How Cultures Change, Evolve
As the world map is redrawn and new economic and political groupings are formed, questions of identity and culture - of civilization - loom. Three recent books illumine some of these issues: one a broad survey of civilizations; one an in-depth look at the civilization of medieval Europe; and one an essay on the nettlesome issue of nationalism.
A HISTORY OF CIVILIZATIONS, by Fernand Braudel, translated by Richard Mayne (Penguin Press, 600 pp., $30). Fernand Braudel is hardly to be faulted for too narrow a subject. He undertakes nothing less than a survey of major civilizations.
Refreshingly broad-brush in its approach, Braudel's book harks back to the time before general information overload, when it was still possible on any number of subjects to tell just about all that was known in a single volume. This history provides the big picture - not just the answer to the dozen questions most often asked of a given country, but the broad insights that more specialized volumes, for all their detail, may well never get around to.
Braudel, who died in 1989, was a founder of a school of history-writing that sought to get away from history as the record of government, and especially of war. The title of the English version of one of his most important works gives an indication of his approach: ``The Structures of Everyday Life.'' He sought to give more emphasis to economic life and to the role of women in various societies, which he (rightly) saw as a good indicator on a number of different social skills.
He also sought to include non-Western cultures in his writing, as is evidenced in the present work. This book, originally intended as a textbook for French high schools, was at one point a few years after publication quietly withdrawn from school use because it was deemed inadequately supportive of French and, more broadly, Western culture.

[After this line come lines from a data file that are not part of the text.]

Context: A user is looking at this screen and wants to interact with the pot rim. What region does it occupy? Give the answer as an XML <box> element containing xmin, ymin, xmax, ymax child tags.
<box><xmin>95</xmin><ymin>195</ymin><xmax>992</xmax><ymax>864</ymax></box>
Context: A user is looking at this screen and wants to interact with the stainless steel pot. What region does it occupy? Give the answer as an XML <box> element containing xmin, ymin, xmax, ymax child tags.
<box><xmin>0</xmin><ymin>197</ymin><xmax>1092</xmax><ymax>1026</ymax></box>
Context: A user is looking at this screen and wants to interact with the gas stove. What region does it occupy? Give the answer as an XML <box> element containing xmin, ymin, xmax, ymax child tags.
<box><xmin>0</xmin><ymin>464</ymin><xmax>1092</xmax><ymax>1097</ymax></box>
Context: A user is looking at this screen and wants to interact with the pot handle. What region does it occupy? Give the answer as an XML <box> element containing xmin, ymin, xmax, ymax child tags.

Still, there is something old-fashioned about Braudel - and not just in the sweeping scope of the ambition of his project. He is politically incorrect enough to say, for instance, in a section about Australia, that however badly the Aborigines were treated, they could not have survived as long as they did without contact with whites.
This book comes across occasionally as Francocentric, which may provide a useful element of balance for an English-speaking readership, and also occasionally reads like a translation, which it is.
One of the most interesting parts is the introductory section detailing some of Braudel's ideas about civilizations generally, such as that what a culture decides to reject may be as important as what it decides to adopt: France, for instance, at a certain point parted company with the Protestant Reformation in a way its neighbors to the north did not. Religion is central to culture, Braudel maintains; and he provides an interesting discussion of how Western civilization is informed by both Christianity and rationalism.
Braudel divides the world into Europe and not-Europe (and defines Europe to include both the Americas and the Antipodes). Particularly useful among the reports on specific cultures is the one on Islamic culture, based, paradoxically, on one of the newest world religions while centered geographically at one of the oldest crossroads of civilization.
THE CIVILIZATION OF THE MIDDLE AGES: A COMPLETELY REVISED AND EXPANDED EDITION OF MEDIEVAL HISTORY, THE LIFE AND DEATH OF A CIVILIZATION, by Norman F. Cantor (HarperCollins, 604 pp., $35). Norman Cantor's book is the kind that many general readers will not think of trying to fit into their program, and that's too bad. It is a highly readable history of a period sometimes misunderstood but now generally appreciated for its cultural richness.
While not exactly beach reading, this tome rewards both the determined, beginning-to-end history buff and the more casual dipper-in, who will find much food for thought in even just a few pages.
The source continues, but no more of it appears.